小紫书 习题 3-8(UVA 202) 循环小数(Repeating Decimals)

n除以m的余数只能是0~m-1，根据鸽笼原理，当计算m+1次时至少存在一个余数相同，
即为循环节；存储余数和除数，输出即可。

额，就是模拟题，具体过程就模拟除法的运算就好。

嗯，，，输出应该是一次会输入多组数据，被这里卡了一下，读错了一句题意，被卡了一下（活该我没过六级），好久没做题，手生了。。
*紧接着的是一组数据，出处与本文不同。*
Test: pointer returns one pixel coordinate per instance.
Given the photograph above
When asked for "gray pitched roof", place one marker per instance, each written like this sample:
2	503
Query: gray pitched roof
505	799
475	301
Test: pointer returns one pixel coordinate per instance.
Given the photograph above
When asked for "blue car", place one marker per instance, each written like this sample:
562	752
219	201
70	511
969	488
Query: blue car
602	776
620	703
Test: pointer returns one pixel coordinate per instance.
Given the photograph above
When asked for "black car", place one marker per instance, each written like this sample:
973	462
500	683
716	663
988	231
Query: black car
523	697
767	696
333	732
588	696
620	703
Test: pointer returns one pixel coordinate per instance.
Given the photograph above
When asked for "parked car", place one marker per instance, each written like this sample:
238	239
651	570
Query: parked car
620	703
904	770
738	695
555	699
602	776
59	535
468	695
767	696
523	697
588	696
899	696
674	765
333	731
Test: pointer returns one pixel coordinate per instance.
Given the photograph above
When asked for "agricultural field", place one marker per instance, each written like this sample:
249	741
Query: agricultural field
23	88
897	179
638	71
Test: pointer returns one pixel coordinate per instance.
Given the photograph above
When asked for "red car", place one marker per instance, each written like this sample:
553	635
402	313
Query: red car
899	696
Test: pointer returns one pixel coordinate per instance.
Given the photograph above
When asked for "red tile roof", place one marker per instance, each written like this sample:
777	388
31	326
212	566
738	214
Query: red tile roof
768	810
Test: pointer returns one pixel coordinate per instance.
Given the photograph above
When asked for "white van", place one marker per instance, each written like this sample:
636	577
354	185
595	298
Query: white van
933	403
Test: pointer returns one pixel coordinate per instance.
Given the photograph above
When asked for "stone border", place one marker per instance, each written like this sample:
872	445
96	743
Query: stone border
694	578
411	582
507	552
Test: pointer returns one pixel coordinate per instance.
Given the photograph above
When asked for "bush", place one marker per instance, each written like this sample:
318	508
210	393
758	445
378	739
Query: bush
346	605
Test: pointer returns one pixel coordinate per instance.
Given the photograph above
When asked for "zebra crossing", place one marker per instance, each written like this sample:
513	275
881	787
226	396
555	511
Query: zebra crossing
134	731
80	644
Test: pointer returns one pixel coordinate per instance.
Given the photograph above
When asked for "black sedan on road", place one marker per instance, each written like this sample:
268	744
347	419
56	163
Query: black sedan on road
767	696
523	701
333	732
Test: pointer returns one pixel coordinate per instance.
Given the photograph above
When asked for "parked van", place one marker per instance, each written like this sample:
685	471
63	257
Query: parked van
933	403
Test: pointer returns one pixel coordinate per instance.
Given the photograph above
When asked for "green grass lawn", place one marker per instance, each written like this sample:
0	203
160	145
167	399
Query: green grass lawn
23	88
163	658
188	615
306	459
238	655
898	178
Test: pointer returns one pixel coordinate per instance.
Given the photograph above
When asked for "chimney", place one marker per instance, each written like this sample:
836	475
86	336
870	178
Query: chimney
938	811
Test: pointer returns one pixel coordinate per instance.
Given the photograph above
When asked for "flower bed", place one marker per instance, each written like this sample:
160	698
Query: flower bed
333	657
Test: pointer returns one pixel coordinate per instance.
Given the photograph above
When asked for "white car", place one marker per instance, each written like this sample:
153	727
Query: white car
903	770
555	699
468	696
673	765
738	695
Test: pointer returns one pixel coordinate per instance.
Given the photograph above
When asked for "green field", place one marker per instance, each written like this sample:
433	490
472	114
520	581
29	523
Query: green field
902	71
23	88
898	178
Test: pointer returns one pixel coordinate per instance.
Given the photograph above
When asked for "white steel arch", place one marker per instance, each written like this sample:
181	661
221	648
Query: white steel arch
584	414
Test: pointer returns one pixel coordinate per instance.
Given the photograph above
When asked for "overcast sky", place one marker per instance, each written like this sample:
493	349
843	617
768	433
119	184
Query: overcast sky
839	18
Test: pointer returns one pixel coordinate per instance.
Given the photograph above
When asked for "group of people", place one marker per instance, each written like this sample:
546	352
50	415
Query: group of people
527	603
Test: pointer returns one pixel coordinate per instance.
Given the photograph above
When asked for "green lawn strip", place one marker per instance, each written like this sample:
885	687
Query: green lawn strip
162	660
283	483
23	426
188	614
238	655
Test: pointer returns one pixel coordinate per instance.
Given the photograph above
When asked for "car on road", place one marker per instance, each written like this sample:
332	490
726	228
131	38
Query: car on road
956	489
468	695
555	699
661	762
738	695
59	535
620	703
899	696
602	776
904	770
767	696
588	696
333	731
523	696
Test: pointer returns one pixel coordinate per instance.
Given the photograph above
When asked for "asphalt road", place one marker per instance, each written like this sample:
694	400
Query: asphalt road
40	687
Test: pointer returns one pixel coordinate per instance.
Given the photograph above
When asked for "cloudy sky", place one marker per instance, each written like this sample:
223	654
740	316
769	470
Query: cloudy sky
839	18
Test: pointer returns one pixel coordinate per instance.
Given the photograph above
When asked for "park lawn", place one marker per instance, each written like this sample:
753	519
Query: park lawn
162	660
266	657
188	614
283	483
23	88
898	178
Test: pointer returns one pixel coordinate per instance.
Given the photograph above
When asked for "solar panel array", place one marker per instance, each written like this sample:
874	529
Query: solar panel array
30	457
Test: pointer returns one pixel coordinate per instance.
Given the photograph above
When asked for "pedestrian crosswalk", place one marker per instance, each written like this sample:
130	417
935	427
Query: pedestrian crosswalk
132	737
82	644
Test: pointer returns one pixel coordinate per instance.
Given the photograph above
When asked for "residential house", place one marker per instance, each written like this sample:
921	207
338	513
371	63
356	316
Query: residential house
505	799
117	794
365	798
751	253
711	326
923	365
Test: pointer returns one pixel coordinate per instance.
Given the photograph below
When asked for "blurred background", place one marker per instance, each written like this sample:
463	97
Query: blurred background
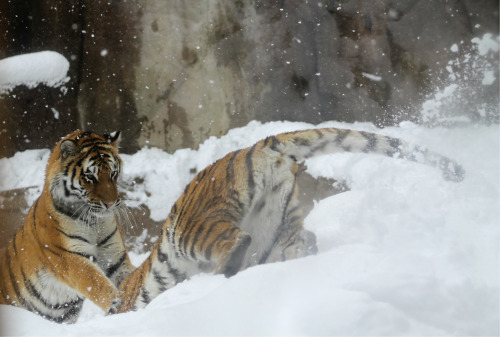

。

AC代码：

#include <cstdio>
#include <cstdlib>
#include <cstring>
#include <iostream>
using namespace std;
int chu[3000], yu[3000];
int main()
{
int a, b;
while (scanf("%d%d", &a, &b) != EOF)
{
int t1, t2, t3, length = 0, cycle = -1, begin = -1;
memset(chu, 0, sizeof(int) * 3000);
memset(yu, 0, sizeof(int) * 3000);
t2 = a / b;
t3 = a%b;
printf("%d/%d = %d", a, b, t2);
if (t3 == 0)
{
printf(".(0)\n   1 = number of digits in repeating cycle\n\n");
}
else
{
printf(".");
while (1)
{
yu[length] = t3;
t1 = t3 * 10;
chu[length++] = t1 / b;
t3 = t1%b;
if (t3 == 0)
break;
else
{
bool flag = 0;
for (int i = 0; i < length; i++)
if (t3 == yu[i])
{
flag = 1;
begin = i;
cycle = length - begin;
break;
}
if (flag)
break;
}
}
if (begin == -1)
{
if (length <= 50)
{
for (int i = 0; i < length; i++)
printf("%d", chu[i]);
}
else
{
for (int i = 0; i < 50; i++)
printf("%d", chu[i]);
printf("...");
}
printf("(0)\n   1 = number of digits in repeating cycle\n\n");
}
else
{
for (int i = 0; i < begin; i++)
printf("%d", chu[i]);
printf("(");
if (begin + cycle >= 50)
{
for (int i = begin; i < 50; i++)
printf("%d", chu[i]);
printf("...)\n   %d = number of digits in repeating cycle\n\n", cycle);
}
else
{
for (int i = begin; i < length; i++)
printf("%d", chu[i]);
printf(")\n   %d = number of digits in repeating cycle\n\n", cycle);
}
}
}

}

return 0;
}